The September 18, 2007 Hearing
As stated by Senator Patrick Leahy, Senate Judiciary Committee Chairman, the purpose of the September 18 hearing was to consider whether, with the McNulty Memorandum in place, DOJ "has struck the right balance between robust prosecution of corporate fraud and the bedrock legal principle of fairness protected by the attorney-client privilege."
Karin Immergut, the U.S. Attorney for the District of Oregon who also chairs the White Collar Subcommittee of the Attorney General's Advisory Committee, testified at the hearing. Immergut expressed DOJ's opposition to ACPPA, stating that the legislation "will greatly harm our efforts to eradicate corruption in corporate boardrooms and protect our nation's financial markets." By prohibiting requests for or consideration of privilege waivers in charging decisions, Immergut argued,ACPPA "removes the incentive to disclose by the corporation," leaving "culpable employees … better able to better conceal evidence of their misconduct from the government."
Immergut also suggested that ACPPA would chill prosecutors' ability to work with corporate counsel and otherwise investigate cases by prohibiting requests for counsel's investigative materials unless the prosecutor "reasonably believes" the materials are not subject to the attorney-client privilege or attorney work product doctrine.
Immergut rejected suggestions that the McNulty Memorandum allows a "culture of waiver" to persist such that business organizations are coerced to waive privileges with or without a prosecution waiver request. Even when waiver is requested, Immergut stressed that "[c]ooperation is just one of the nine factors a prosecutor weighs in determining whether to charge a corporation," and that waiver of attorney-client privilege and work product protection "is simply one sub-factor that might come into play in evaluating" this part of the cooperation analysis under the McNulty Memorandum.
In addition to chilling prosecutorial efforts, Immergut suggested that ACPPA is unnecessary because waiver requests are not as common as one might expect. Since the December 2006 release of the McNulty Memorandum, DOJ has received 10 approval requests for "Category I" inquiries, of which she said only five involved documents actually covered in that category. The Deputy Attorney General's office received no requests for "Category II" inquiries following the McNulty Memorandum's release.
Attorney General Dick Thornburgh rejected Immergut's suggestion that the McNulty Memorandum remedied any coercive effects associated with waiver requests. "No matter what its procedural requirements or how reasonably the Justice Department may promise to implement it, a waiver policy poses overwhelming temptations to target organizations, often desperate to save their very existence." ACPPA would not impair prosecutors' ability to develop cases,Thornburgh testified, because prosecutors could still "accept voluntary submissions by companies of the results of internal investigations," could request non-privileged communications and materials, and could otherwise use traditional prosecutorial tools of grand jury subpoenas, immunity agreements, etc.

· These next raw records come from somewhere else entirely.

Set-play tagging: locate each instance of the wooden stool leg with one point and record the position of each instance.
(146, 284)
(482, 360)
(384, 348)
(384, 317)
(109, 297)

For these reasons, and because the McNulty Memorandum "retains most of the basic flaws of its predecessors,"Thornburgh urged the Committee to proceed with ACPPA.
What the future holds for ACPPA and the McNulty Memorandum remains unclear. Senator Leahy noted that, while seeking to curb prosecutorial overreaching, legislators "must be mindful not to cripple law enforcement efforts to eradicate the scourge of corporate fraud." Senator Leahy also noted that the McNulty Memorandum has been in place for less than a year.
Based on these remarks, one could expect that there will be no major developments for ACPPA and the McNulty Memorandum in the near future, at least not until the confirmation of a new Attorney General. However, Senator Specter has made it clear that he intends to push for legislation despite the McNulty Memorandum. Thus, it is virtually certain that Attorney General nominee Michael Mukasey will face pointed questioning from the Judiciary Committee on these issues.